Hospitals with extensive market power often use high levels of revenue either to accumulate reserves or to adopt new and expensive technologies and procedures, creating a “medical arms race” in which hospitals and physicians compete over the newest technologies and amenities, but not over prices. (Robinson and Luft 1987).”
Ezra Klein pithily summarizes:
“The base insight is that providers — doctors and hospitals, mainly — have most of the leverage in the battle with insurers. If there’s one hospital in town, then either your insurer cuts a deal with them, or you get another insurer. What you don’t get is another hospital. The problem is exacerbated by the fact that the insurer doesn’t really care to negotiate prices. They tried that in the late ’90s, and everyone hated them for it. It turns out that workers don’t feel the cost of their health care because they think employers pay it, and employers don’t care that much about cost increases because they take it out of wages. Neither group likes premium increase, but they don’t really care. But everyone screams if you tighten networks and review care. As such, providers have pretty free rein.”
The report from the Urban Institute argues that a strong public option tied to Medicare rates would solve the problem. As a soft-core libertarian, I would prefer a solution that involved significant cost-sharing, selective contracting and more generally resurrecting 90’s-style managed care, and eliminating legal barriers to entry like CON laws and medical licensing – but none of that could ever happen unless the link between employment and health insurance was severed by ending the tax exemption on employer-provided health insurance.
More drastically, anti-trust action might be an effective way to break up hospital concentration. Alternatively, one could make an argument that the status quo is good because it encourages technological innovation, and American medical innovation provides the world with a public good. I wouldn’t rule this argument out a priori, but it would take a lot to persuade me that there aren’t better ways to encourage innovation than massive inefficiency.
Overall, it doesn’t help that while voters hate insurance companies (and they do suck), voters really, really love doctors and hospitals.
With this view in mind, watching the recent House MD episode “5 to 9” in which Cuddy gets a big evil insurance company to triple its payment rates to her virtuous little hospital made me very upset.

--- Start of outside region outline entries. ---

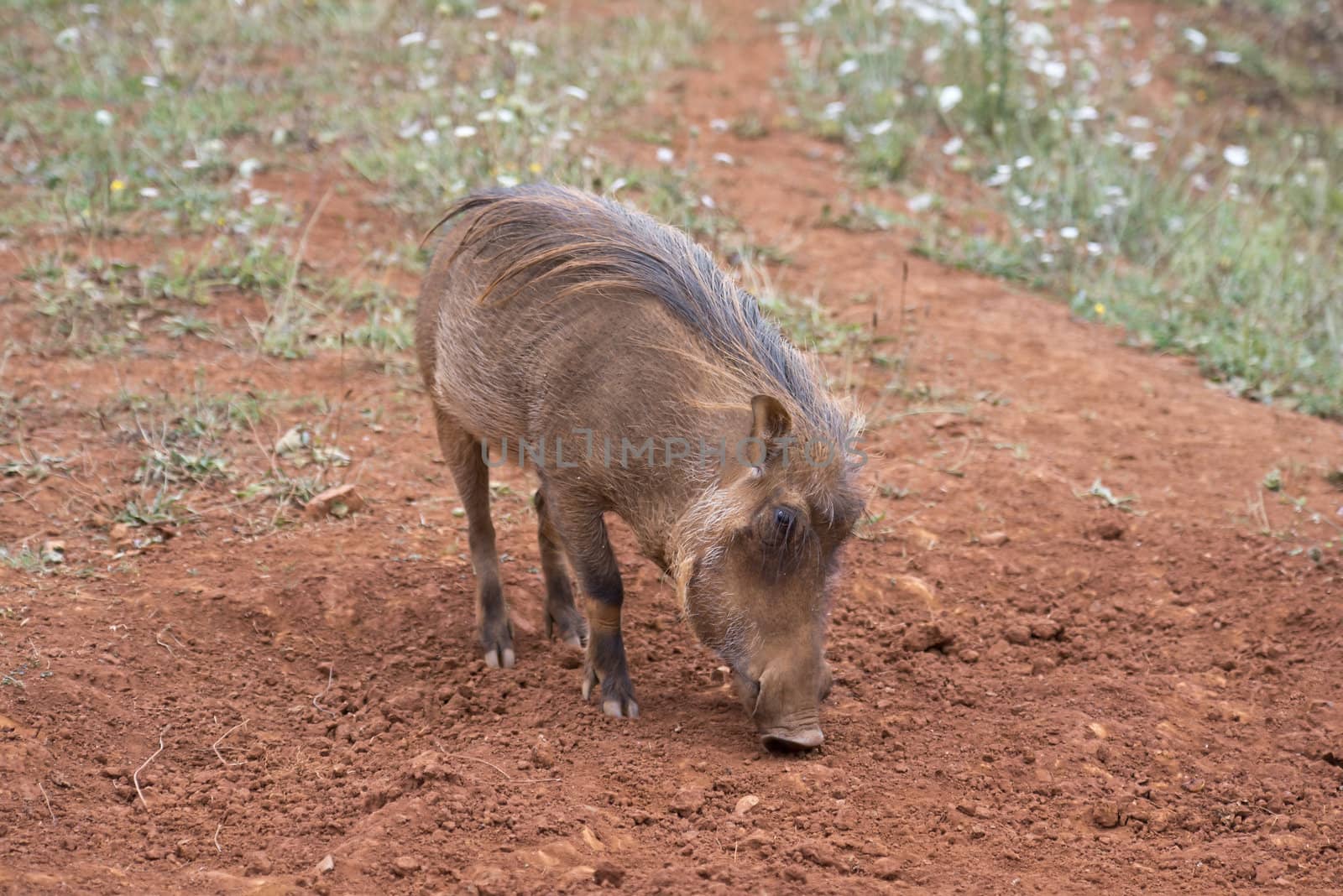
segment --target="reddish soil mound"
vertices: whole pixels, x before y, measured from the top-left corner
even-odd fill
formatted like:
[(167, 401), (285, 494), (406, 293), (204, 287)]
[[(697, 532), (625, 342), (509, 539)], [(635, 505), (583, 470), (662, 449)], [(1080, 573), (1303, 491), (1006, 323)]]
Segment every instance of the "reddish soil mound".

Stay tuned for more health care blogging.
Update: I never understood how the public option would control costs. If the public option isn’t to receive special subsidies, how is it any different from a non-profit insurance cooperative (Senator Conrad’s alternative to the public option)? The report cited above explains, “[Providers] who participate in Medicare would be required to participate in the public option…Without a participation requirement, it may be difficult to launch a new public option with a credible network of providers.” Now I get it – providers have too much bargaining power. Medicare is a huge source of revenue for health care providers. By attaching the public option to Medicare, it gains the bargaining power necessary to deal with providers.